Highlights Archives
Meet the Teenie Weenies
Although largely forgotten today, the "Teenie Weenies" cartoons enchanted readers of all ages for more than 50 years. Created by William Donahey, the diminutive Teenie Weenies, a self-sufficient group of hardworking and courteous 2-inch-tall people, appeared in newspapers, books, and on a variety of licensed products between 1914 and 1970. Thirteen of Donahey's original Teenie Weenies drawings are the featured gallery this month from Wisconsin Historical Images, the Society's online image database.

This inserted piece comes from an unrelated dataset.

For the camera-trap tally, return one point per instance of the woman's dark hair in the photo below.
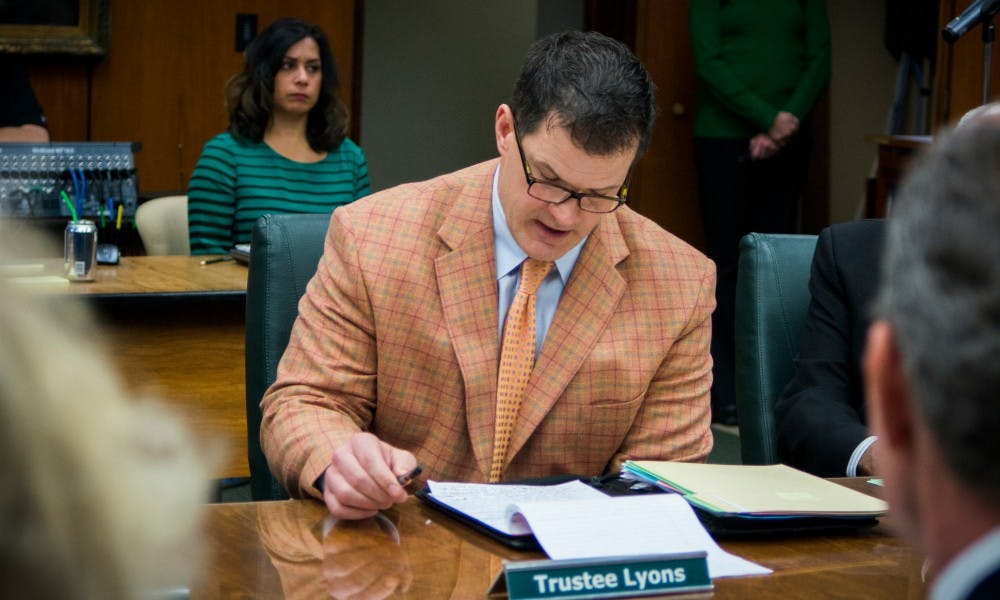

Cartoonist William Donahey was born in Westchester, Ohio, on October 19, 1883. An introverted child, he spent much of his time alone creating an imaginative world of small, strange creatures that he later credited as the birthplace of the Teenie Weenies. Donahey's parents, noticing his creative streak, enrolled him in the Cleveland School of Art, hoping that he would follow his older brother into the newspaper illustration business. After graduating in 1903, Donahey worked briefly in advertising before joining the staff of the Cleveland Plain Dealer, where his brother was the political cartoonist and where he met his wife, columnist and children's writer, Mary Dickerson.
Donahey began specializing in children's cartoons while working for the Plain Dealer. His wife introduced him to some of the traditional children's stories he had missed as a child, such as Arabian Nights, Alice in Wonderland, and Mother Goose rhymes. Donahey started illustrating Mother Goose rhymes, preferring their gentle verses to what he considered the violence of contemporary children's stories. He also composed his own poems and stories. When the editor of the Chicago Tribune saw Donahey's original creations, he offered him a regular position as a cartoonist.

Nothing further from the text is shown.